Trillium News

Trillium Statement on Fifth Third Bank’s Announcement Regarding the Phasing Out of ‘Early Access’ Deposit Advance Service

January 28, 2014: Fifth Third Bank (NASDAQ: FITB) recently announced that it will no longer enroll customers in its ‘Early Access’ deposit advance service after January 31, 2014 and the bank will phase out the service to existing customers by year-end.
This announcement comes following ongoing pressure from Trillium Asset Management (Trillium), along with other investors and the Center for Responsible Lending.
In 2012 Trillium filed a shareholder proposal, with the bank asking it to address “the adequacy of the company’s direct deposit advance lending policies in addressing the social and financial impacts” of “extending high-cost direct deposit advances that resemble payday loans”.
In that shareholder proposal Trillium reiterated that the FDIC has stated that “providing high-cost, short-term credit on a recurring basis to customers with long-term credit needs is not responsible lending, increases institutions’ credit, legal, reputational, and compliance risks; and can create a serious financial hardship for the customer.”

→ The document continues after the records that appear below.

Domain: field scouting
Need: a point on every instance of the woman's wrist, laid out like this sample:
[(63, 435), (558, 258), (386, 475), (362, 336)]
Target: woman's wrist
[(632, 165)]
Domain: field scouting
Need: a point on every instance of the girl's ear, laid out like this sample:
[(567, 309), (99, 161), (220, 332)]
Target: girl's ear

Trillium is pleased that Fifth Third has made the decision to phase out its deposit advance product. This product also posed regulatory, legal, and reputational risks to the company.
In April 2013 the Federal Reserve issued a supervisory statement emphasizing the “significant consumer risks” the deposit advance product poses and highlighted some earlier Consumer Finance Protection Bureau (CFPB) findings regarding concerns over sustained and harmful repeat usage. The CFPB advised that examiners thoroughly review bank payday products for compliance with laws prohibiting unfair and deceptive practices.
We have been concerned about this product for years as research has long shown that the cycle of debt created by these kinds of loans may cause serious financial harm to borrowers, including increased likelihood of bankruptcy, paying credit card debts and other bills late, delayed medical care, and loss of basic banking privileges because of repeated overdrafts.
We are mindful that predatory lending practices have cost households billions in fees and catalyzed instability in both the housing and financial markets. Payday lending can perpetuate this instability, draining productive resources from the economy as a whole.